FENET was a four-year project initiated in 2001 to provide a vehicle for informed users of FEA technology in Europe to network together on a regular basis. Its broad objective was to improve the competitiveness of European industry through better use of finite element and related technologies. It aimed to do this by:
- Disseminating a better understanding of the current state of the art
- Promoting current best practice
- Identifying improvements needed to the state of the art in relevant areas.
Funding was obtained from the European Commission to operate it as a Thematic Network, which enabled members to meet together on a regular basis and to focus on identified deliverables.
At the core of its modus operandi was an annual industry-driven meeting supplemented by a number of technology-focused workshops. The Annual Industry Meeting reviewed the state of practice in 8 industry sectors, with emphasis on a defined theme, and attempted to “roadmap” key industry technology issues. These issues are documented in a series of Annual Industry Reports .
Technology Workshops then addressed the key technical and dissemination issues identified on the road map with the aim of producing deliverables of lasting value.
The Industry Reports evolved over the four years as a result of debate and discussion and now represent an authoritative collective statement about the FEA related issues confronting each industry sector.

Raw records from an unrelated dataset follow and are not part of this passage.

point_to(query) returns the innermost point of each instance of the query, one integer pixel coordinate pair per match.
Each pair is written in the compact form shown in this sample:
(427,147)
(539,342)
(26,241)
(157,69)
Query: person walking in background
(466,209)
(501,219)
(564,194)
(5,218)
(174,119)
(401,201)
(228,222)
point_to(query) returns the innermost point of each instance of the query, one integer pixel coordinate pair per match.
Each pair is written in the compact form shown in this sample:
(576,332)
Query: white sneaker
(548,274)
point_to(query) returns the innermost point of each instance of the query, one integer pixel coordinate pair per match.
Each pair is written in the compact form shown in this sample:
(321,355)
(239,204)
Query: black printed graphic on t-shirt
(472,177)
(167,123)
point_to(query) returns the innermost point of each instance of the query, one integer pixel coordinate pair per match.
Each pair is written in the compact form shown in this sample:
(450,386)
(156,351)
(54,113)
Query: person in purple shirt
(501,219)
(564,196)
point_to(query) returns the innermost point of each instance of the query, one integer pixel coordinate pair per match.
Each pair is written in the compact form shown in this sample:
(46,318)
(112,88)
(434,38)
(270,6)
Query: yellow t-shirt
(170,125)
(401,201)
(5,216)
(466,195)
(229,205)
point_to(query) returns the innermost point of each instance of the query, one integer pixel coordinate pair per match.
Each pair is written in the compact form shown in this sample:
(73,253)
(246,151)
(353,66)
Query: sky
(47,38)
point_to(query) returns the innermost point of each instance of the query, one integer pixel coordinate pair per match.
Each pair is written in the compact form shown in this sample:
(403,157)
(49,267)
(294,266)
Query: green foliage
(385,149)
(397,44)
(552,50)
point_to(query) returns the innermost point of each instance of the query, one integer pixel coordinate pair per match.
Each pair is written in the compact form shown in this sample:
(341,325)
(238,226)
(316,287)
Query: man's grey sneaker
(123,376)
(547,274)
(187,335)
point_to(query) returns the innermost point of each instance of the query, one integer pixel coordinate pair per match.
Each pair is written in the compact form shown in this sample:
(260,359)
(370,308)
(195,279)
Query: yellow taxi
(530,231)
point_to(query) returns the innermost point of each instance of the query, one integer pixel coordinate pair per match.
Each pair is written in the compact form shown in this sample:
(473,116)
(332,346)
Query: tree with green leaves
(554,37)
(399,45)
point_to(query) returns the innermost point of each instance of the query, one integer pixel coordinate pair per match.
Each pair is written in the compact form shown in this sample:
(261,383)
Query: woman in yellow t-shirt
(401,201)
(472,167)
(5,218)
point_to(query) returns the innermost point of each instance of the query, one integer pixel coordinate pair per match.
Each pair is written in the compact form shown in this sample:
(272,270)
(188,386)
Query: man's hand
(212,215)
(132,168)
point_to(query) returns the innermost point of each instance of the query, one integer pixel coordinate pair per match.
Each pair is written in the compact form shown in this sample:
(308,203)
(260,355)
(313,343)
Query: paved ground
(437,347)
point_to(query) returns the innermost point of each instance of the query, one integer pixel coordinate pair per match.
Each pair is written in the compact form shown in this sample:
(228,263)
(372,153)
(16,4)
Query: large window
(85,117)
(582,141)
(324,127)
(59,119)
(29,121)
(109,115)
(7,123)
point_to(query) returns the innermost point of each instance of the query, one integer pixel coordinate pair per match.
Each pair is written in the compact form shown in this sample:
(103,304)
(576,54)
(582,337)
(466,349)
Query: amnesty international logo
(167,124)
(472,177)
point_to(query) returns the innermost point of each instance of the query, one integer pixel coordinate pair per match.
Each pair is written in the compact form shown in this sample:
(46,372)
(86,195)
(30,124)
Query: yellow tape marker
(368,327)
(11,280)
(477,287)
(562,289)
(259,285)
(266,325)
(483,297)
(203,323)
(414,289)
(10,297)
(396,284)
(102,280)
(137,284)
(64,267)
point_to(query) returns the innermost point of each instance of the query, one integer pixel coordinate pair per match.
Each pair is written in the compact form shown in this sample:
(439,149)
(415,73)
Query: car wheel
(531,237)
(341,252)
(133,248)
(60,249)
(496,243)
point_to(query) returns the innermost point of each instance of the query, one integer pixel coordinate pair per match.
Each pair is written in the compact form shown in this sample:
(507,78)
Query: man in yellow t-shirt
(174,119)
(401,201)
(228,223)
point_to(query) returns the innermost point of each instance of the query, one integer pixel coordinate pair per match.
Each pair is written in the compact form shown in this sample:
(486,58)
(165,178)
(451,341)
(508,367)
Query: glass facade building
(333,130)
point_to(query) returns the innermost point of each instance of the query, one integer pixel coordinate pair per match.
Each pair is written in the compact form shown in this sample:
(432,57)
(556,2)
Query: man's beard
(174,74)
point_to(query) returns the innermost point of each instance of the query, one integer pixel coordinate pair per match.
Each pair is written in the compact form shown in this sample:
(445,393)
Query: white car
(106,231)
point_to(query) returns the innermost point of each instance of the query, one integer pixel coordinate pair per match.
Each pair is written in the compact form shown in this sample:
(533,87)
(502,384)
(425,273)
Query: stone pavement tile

The FE technology used in various industrial sectors was examined from the perspective of both the State of Practice and the State of the Art. Here, the State of Practice refers to the degree of uptake of a technology by industry - it is in effect a reflection of the maturity of the industrial usage. State of the Art refers to the degree to which a technology has been developed to meet a perceived need.
Three measure were used to qualify the situation in the various industry sectors: Technology Readiness Level (TRL) quantifies the availability of the required technology (0 not available ,9 fully developed), Maturity level (ML) quantifies the extent to which the technology has been adopted (0 not adopted, 9 fully utilised) and Priority Level quantifies the importance of the technology to the industry sector (0 not needed, 9 business critical) The reports also considered such issues as Areas for Research, Business Drivers and the Barriers to further uptake of the technology.
The consortium consisted of over 120 organisations over four years. The project also undertook the largest ever independent international survey on the use of Finite Element technology, with over 1300 responses.